Laplace Transforms are a powerful tool for solving differential equations. A Laplace transform is an operator that can be applied to an equation that transforms the function domain from time to Laplace space. This transform allows for any differential equation to be solved algebraically. The method of transforming a function into Laplace space is the following.
\[\mathcal{L}[f(t)]=\int_0^\infty e^{-st}f(t)dt\]
To start finding solutions to differential equations using Laplace transforms, it is helpful to find Laplace transforms of common functions into Laplace space.

Laplace Transforms: Exponentials

\[f(t)=e^{at}\]
Applying the Laplace Transform operator
\[\mathcal{L}[e^{at}]=\int_0^\infty e^{(-st)}e^{at}dt]\]
\[\int_0^\infty e^{t(a-s)}dt\]
To solve this function we will assume the condition that \(s>a\). This will make the exponent negative for all values greater than 0.
\[\frac{e^{t(a-s)}}{a-s}\Bigg|_0^\infty=\frac{1}{s-a}\]

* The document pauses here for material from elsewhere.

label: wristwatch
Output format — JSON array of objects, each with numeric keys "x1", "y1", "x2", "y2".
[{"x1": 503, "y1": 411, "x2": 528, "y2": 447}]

Laplace Transforms: Sinusoids

Normally, integration by parts would be used when solving for the Laplace Transform of a sinusoidal function. Instead, we can use an Euler's Formula substitution to solve for both the Sine and Cosine Laplace Transforms simultaneously.
\[\mathcal{L}[\cos(\omega t)+i\sin(\omega t)]=\mathcal{L}[e^{i\omega t}]\]
From this, we can use Laplace transform of \(e^{at}\) that we already solved.
\[\mathcal{L}[e^{i\omega t}]=\frac{1}{s-i\omega}\]
Multiply by the complex conjugate to rationalize the denominator
\[\frac{1}{s-i\omega}\frac{s+i\omega}{s+i\omega}=\frac{s}{s^2+\omega^2}+\frac{i\omega}{s^2+\omega^2}\]
We can infer that the real part of the solution is the Laplace transform of Cosine and the imaginary part is the Laplace Transform of Sine.
\[\mathcal{L}[\cos(\omega t)]=\frac{s}{s^2+\omega^2}\]
\[\mathcal{L}[\sin(\omega t)]=\frac{\omega}{s^2+\omega^2}\]

Laplace Transforms: Polynomial

\[f(t)=t\]
This integration will require the use of integration by parts to solve for the Laplace transform
\[\mathcal{L}[t]=\int_0^\infty te^{-st}dt\]
\[u=t\]\[du=1\]\[dv=e^{-st}\]\[v=-\frac{1}{s}e^{-st}\]
\[\frac{-t}{s}e^{-st}+\int\frac{1}{s}e^{-st}dt\]
\[\frac{-t}{s}e^{-st}-\frac{e^{-st}}{s^2}\Bigg|_0^\infty\]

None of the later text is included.